On 10th Anniversary of Northeast Climate Program, Poll Shows Continued Overwhelming Support

A decade ago, on August 15, a group of Northeastern states led the nation and published a model rule to reduce carbon pollution from the country’s largest source: dirty coal, oil, and gas power plants. Since the Regional Greenhouse Gas Initiative (RGGI) program started, pollution has plummeted, the economy has grown, consumers have saved billions of dollars, and thousands of jobs have been created.

Now, on its tenth anniversary, a new poll shows continued overwhelming popularity of these climate actions by Northeast states: 77 percent of voters in the region support their state’s involvement in the RGGI program. This remarkable level of support actually increases to 79 percent when you ask those voters whether the RGGI states should continue their progress and reduce carbon pollution from power plants by five percent annually from 2020 levels through 2030, the amount needed to ensure states hit their climate goals as part of the ongoing 2016 Program Review.

You read that right: nearly eight in ten Northeast voters support a stronger and more just future for the Regional Greenhouse Gas Initiative. Poll participants believe that strengthening RGGI will have a positive effect on air quality, public health and the environment.
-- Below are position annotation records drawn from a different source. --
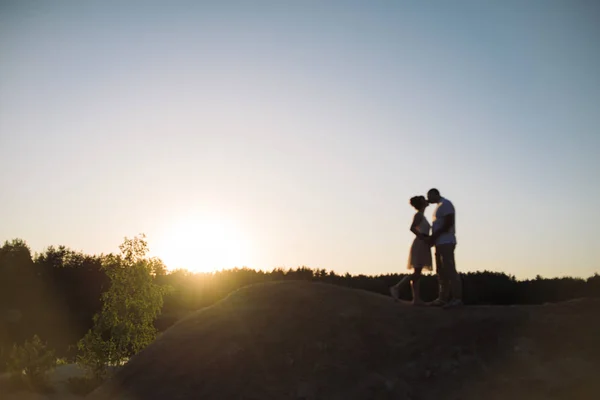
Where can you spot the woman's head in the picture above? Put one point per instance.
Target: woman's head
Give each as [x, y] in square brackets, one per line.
[419, 202]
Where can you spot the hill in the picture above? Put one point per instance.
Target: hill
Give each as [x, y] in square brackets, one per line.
[296, 340]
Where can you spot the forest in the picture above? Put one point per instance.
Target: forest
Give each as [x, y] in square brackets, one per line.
[56, 294]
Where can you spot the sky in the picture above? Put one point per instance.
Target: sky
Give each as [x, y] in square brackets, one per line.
[286, 133]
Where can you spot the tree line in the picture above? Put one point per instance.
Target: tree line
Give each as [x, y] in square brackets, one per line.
[56, 294]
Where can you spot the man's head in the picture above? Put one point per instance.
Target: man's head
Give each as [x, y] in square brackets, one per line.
[433, 196]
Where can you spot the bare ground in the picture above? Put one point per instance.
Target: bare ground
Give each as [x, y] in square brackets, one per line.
[295, 340]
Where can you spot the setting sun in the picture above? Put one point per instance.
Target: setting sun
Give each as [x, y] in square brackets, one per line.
[202, 245]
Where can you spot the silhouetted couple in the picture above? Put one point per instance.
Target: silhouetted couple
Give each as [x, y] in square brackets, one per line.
[443, 237]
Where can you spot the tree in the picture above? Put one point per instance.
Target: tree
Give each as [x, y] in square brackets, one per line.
[124, 326]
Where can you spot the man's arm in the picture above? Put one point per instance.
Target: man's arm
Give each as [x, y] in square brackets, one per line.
[448, 223]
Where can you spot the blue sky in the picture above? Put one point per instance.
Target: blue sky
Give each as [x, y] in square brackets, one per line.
[275, 133]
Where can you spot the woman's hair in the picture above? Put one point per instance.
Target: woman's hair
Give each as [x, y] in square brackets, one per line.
[417, 201]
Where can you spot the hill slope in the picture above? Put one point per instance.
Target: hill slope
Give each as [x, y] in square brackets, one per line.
[295, 340]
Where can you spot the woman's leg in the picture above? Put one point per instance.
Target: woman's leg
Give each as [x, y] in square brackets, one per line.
[395, 290]
[416, 286]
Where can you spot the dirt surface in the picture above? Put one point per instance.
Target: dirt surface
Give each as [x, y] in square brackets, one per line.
[57, 380]
[294, 340]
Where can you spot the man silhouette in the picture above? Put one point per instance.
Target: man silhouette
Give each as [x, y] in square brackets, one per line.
[444, 239]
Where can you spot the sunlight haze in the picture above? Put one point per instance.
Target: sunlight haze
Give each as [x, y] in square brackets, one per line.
[282, 134]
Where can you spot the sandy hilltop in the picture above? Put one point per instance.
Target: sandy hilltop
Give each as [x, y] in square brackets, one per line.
[296, 340]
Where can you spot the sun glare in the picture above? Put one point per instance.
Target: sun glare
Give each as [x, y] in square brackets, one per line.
[202, 245]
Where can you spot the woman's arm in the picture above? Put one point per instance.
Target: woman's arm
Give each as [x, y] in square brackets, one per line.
[416, 222]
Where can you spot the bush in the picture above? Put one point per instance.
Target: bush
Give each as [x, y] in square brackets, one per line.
[31, 362]
[82, 386]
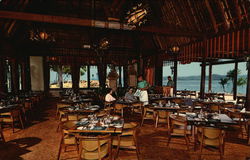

These poll numbers shouldn’t come as a huge surprise - we’ve seen time and time again across the U.S. that Americans want clean energy instead of dirty fossil fuels like coal. They know clean energy means less air and water pollution, more jobs, and economic boost.

On the heels of this great anniversary news come calls for the states to continue and strengthen the RGGI program, as part of an ongoing regular review. An analysis done by Synapse Energy Economics concluded that the most cost effective way to reach the states’ climate targets includes improvements to RGGI, and those actions would generate nearly 60,000 jobs per year through 2030 and save more than $25 billion region-wide. With those numbers it should be no surprise that nearly 100 major businesses and investors called on the RGGI member states to put in place future pollution targets that decline five percent annually from 2020 levels through 2030.

As we celebrate the Northeast’s milestone of climate leadership, it is time for the states participating in RGGI to take that overwhelmingly popular step and set a strong and just future for the next ten years and beyond.